Jane Fonda's Broadway Homecoming

By Harry Haun
07 Mar 2009

Lady Jayne Seymour Fonda was born Dec. 21, 1937 — the night that "Snow White and the Seven Dwarfs" premiered — and was named after a distant relative: the third Mrs. Henry VIII. She first set foot on a stage supporting her father, Henry, in a charity performance of The Country Girl at the Omaha Community Theatre. "Dad told me I was talented," she recalls. "I did it as a lark. I had no intention of being an actress."

Nevertheless, the lark took wing on Broadway in 1960 in There Was a Little Girl, winning a Tony nomination as well as a Theatre World Award. She was directed by a friend of the family, Joshua Logan, who put her in movies (via "Tall Story").
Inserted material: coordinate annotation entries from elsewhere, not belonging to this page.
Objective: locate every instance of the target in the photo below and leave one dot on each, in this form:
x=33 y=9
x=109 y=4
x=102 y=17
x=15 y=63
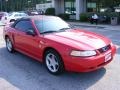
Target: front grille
x=104 y=49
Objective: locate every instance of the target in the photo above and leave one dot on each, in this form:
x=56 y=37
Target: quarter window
x=24 y=25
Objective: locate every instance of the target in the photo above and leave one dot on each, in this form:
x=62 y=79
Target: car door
x=27 y=43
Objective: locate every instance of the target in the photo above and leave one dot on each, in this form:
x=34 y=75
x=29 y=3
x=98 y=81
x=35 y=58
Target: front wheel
x=53 y=62
x=9 y=45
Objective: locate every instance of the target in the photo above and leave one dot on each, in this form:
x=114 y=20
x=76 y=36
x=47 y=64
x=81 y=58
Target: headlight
x=83 y=53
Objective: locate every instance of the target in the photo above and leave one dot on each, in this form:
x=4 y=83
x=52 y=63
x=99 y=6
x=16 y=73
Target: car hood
x=80 y=39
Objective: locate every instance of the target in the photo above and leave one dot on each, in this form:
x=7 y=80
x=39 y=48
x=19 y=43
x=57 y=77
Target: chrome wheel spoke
x=52 y=62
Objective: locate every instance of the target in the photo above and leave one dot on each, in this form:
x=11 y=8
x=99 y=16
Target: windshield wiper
x=47 y=32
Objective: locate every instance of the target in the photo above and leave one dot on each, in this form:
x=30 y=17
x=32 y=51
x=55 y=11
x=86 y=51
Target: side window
x=24 y=25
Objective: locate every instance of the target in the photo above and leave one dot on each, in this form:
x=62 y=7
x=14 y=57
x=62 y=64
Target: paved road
x=19 y=72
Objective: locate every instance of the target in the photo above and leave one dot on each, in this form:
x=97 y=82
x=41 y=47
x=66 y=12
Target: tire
x=12 y=20
x=53 y=62
x=9 y=45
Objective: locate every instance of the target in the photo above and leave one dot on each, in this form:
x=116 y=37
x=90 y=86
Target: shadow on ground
x=28 y=74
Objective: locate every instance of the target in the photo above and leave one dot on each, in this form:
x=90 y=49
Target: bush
x=85 y=17
x=64 y=16
x=50 y=11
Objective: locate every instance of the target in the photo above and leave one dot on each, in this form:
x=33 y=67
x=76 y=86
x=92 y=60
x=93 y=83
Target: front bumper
x=87 y=64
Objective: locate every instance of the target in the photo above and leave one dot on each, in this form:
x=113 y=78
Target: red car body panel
x=64 y=43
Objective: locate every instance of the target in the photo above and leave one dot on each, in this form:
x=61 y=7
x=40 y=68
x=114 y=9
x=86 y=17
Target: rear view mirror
x=30 y=32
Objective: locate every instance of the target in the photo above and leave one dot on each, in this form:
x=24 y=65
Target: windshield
x=51 y=25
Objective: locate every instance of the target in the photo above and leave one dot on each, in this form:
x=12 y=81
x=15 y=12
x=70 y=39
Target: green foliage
x=64 y=16
x=50 y=11
x=85 y=17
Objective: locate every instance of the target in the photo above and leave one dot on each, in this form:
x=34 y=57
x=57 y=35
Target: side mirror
x=30 y=32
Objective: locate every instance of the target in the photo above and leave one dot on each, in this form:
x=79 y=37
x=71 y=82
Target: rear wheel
x=53 y=62
x=9 y=45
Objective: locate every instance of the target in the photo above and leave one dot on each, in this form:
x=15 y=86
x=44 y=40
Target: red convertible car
x=59 y=46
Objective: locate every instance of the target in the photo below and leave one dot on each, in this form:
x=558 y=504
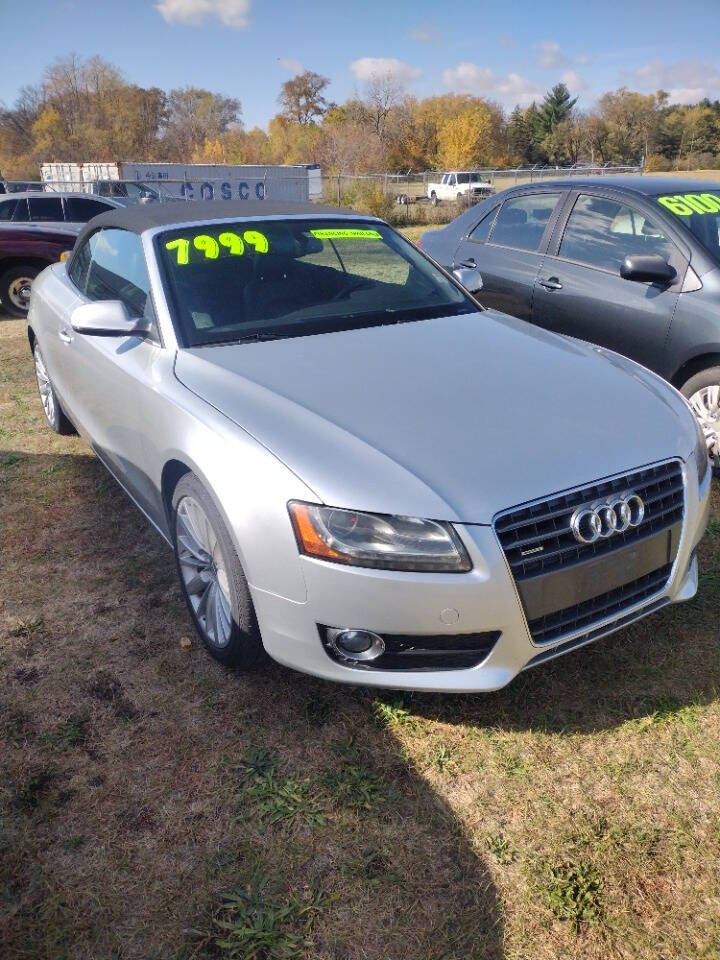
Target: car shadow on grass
x=158 y=805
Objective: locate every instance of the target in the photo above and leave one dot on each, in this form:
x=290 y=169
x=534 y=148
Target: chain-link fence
x=423 y=197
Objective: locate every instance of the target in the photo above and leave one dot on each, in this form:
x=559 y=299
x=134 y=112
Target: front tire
x=212 y=579
x=703 y=394
x=54 y=413
x=15 y=285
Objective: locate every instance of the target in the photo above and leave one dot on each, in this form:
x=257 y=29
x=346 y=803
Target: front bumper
x=485 y=599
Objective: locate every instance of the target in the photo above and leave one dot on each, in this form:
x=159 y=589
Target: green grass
x=155 y=805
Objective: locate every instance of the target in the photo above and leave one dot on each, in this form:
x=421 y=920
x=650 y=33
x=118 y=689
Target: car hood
x=454 y=418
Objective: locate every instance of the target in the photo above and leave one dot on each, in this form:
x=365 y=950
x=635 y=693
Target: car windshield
x=264 y=279
x=700 y=213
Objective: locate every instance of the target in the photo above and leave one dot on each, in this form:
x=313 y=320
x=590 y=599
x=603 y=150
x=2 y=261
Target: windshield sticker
x=685 y=204
x=228 y=242
x=333 y=233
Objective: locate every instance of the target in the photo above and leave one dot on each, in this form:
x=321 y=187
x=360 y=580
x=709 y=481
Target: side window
x=80 y=210
x=45 y=209
x=521 y=222
x=602 y=232
x=20 y=215
x=482 y=230
x=79 y=266
x=117 y=270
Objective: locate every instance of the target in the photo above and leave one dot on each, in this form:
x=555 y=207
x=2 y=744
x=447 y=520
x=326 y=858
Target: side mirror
x=647 y=268
x=107 y=318
x=470 y=278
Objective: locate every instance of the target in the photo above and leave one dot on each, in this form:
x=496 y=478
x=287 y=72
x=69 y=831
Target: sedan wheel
x=15 y=286
x=211 y=576
x=702 y=391
x=203 y=571
x=53 y=411
x=706 y=404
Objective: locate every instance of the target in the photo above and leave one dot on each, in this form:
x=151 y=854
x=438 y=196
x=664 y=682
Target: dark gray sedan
x=630 y=263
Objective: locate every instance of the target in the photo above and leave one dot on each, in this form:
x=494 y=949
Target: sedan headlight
x=376 y=540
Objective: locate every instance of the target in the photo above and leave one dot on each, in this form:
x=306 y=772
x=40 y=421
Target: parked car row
x=629 y=263
x=362 y=471
x=35 y=230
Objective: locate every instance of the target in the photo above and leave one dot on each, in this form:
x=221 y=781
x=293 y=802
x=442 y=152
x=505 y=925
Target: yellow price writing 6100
x=685 y=204
x=228 y=241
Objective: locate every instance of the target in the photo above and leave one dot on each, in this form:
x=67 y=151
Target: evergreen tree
x=555 y=108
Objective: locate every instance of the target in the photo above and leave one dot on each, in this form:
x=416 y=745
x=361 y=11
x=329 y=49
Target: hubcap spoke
x=47 y=397
x=706 y=406
x=202 y=568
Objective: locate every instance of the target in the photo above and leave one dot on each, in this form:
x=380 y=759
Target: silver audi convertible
x=360 y=470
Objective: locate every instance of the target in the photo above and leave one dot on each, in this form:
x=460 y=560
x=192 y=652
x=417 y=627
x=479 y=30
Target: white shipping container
x=67 y=177
x=190 y=181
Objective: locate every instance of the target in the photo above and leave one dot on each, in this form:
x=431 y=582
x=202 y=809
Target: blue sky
x=508 y=52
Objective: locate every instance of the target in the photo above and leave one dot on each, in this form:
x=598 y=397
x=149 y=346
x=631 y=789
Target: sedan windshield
x=700 y=213
x=283 y=278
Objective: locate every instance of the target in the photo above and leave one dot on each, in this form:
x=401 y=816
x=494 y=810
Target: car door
x=82 y=209
x=580 y=292
x=106 y=379
x=507 y=248
x=45 y=209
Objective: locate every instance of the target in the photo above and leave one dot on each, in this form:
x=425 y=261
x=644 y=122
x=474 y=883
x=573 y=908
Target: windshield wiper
x=257 y=337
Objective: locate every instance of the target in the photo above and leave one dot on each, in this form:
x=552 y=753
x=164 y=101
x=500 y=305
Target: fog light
x=356 y=644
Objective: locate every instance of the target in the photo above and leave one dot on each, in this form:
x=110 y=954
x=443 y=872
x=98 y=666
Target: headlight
x=375 y=540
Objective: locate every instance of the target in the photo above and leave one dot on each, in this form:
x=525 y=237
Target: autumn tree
x=632 y=120
x=301 y=98
x=195 y=116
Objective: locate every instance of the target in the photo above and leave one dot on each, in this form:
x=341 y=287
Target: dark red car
x=25 y=251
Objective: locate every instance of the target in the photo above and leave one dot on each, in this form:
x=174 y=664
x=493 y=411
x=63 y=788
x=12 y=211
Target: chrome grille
x=537 y=539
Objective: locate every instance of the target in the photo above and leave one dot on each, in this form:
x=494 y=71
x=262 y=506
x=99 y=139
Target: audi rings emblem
x=599 y=521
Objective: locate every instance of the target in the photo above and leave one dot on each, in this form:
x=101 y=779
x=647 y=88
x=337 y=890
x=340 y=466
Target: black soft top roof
x=646 y=185
x=145 y=216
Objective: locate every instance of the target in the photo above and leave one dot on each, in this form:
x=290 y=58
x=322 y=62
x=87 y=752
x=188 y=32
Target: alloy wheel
x=19 y=293
x=706 y=406
x=203 y=571
x=45 y=389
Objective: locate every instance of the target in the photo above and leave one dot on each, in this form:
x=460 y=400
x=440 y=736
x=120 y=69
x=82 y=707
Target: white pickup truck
x=459 y=185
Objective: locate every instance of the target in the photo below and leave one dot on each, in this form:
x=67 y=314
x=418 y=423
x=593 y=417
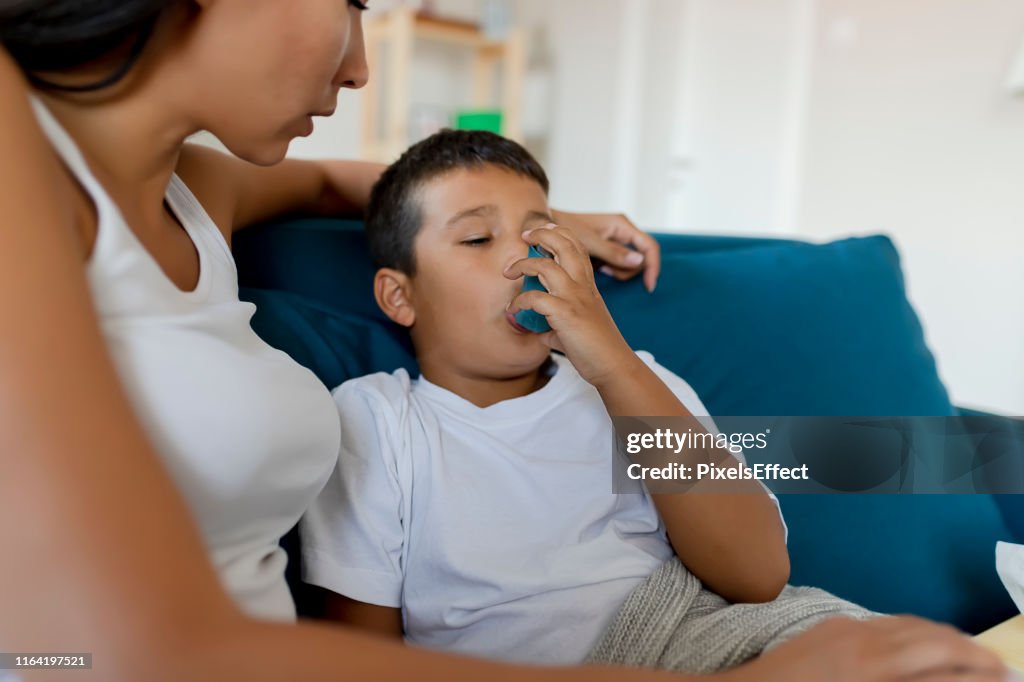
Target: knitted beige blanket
x=671 y=622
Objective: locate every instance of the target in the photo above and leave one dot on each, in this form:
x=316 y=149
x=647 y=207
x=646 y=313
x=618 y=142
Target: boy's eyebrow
x=538 y=215
x=479 y=211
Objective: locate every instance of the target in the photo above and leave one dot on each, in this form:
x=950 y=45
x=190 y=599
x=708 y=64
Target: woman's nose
x=354 y=72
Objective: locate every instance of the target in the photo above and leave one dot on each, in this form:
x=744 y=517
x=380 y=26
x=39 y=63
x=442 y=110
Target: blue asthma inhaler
x=531 y=320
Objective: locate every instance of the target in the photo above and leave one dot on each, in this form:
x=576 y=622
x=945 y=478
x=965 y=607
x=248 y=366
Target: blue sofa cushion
x=759 y=327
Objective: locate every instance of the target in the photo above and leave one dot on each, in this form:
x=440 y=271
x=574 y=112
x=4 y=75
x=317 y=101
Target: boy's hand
x=582 y=326
x=883 y=649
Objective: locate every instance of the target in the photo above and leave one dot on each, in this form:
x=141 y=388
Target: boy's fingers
x=538 y=301
x=568 y=252
x=552 y=341
x=552 y=274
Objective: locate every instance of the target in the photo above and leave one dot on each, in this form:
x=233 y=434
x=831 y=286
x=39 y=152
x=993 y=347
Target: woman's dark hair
x=394 y=217
x=60 y=35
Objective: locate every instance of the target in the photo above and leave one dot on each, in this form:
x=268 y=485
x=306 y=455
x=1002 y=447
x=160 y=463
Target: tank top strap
x=73 y=159
x=118 y=252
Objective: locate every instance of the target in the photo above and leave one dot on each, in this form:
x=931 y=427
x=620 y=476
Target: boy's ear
x=392 y=291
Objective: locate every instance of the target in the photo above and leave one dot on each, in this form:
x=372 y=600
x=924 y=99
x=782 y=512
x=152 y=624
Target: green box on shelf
x=482 y=119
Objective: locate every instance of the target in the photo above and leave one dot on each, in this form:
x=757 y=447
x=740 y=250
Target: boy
x=471 y=509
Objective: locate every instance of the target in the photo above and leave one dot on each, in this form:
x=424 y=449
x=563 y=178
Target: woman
x=122 y=336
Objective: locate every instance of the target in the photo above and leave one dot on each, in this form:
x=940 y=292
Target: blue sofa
x=758 y=327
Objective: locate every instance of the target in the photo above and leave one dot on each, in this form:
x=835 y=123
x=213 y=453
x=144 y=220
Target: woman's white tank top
x=249 y=435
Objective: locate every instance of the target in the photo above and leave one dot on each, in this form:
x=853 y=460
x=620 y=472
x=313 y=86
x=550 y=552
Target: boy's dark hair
x=393 y=217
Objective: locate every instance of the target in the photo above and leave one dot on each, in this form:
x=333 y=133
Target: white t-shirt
x=494 y=528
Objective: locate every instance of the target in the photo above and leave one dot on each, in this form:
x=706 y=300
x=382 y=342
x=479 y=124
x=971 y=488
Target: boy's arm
x=238 y=194
x=733 y=542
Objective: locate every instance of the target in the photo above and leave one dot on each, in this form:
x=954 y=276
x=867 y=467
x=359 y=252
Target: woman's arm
x=238 y=194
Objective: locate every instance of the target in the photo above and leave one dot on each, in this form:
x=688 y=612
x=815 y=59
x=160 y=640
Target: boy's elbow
x=766 y=584
x=773 y=580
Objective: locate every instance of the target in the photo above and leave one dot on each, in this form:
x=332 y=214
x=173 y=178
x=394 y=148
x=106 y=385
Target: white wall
x=910 y=132
x=812 y=118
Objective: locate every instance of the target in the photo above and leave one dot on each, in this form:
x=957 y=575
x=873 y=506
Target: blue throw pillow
x=759 y=327
x=788 y=329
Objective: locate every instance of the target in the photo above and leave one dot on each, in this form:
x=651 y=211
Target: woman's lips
x=516 y=326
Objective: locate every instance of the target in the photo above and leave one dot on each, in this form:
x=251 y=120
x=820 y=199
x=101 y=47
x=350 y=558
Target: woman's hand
x=582 y=326
x=606 y=237
x=883 y=649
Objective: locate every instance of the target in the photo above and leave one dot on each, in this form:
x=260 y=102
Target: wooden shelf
x=386 y=112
She won two Oscars (for "Klute" and "Coming Home") out of seven nominations — and an Emmy for "The Dollmaker," playing an uprooted rustic and echoing her father's famous Tom Joad. Nine of her movies have come from plays (among them: "Period of Adjustment," "Sunday in New York," "Any Wednesday," "Barefoot in the Park," "A Doll's House," "California Suite"), and one is coming to Broadway this season as a musical ("9 to 5"). She has even played a playwright on one distinguished occasion (Lillian Hellman in "Julia"), but "the only movie I was conscious was a play, because I purchased it for my father, was 'On Golden Pond.' I produced that and saw it as a play." It won her dad his overdue Oscar, Katharine Hepburn an unprecedented fourth Oscar and herself her only nomination as a [very] supporting actress.



"Dad's first love was theatre," Fonda says. "He did Mister Roberts and didn't miss a performance in four years. At a time when it was unusual for Hollywood stars to keep coming back to theatre, my dad did. He is very much with me now. I'm happy to be in this community. I was too young before. I didn't realize what it was. Having been so many other places and circling back now, it seems like the first time."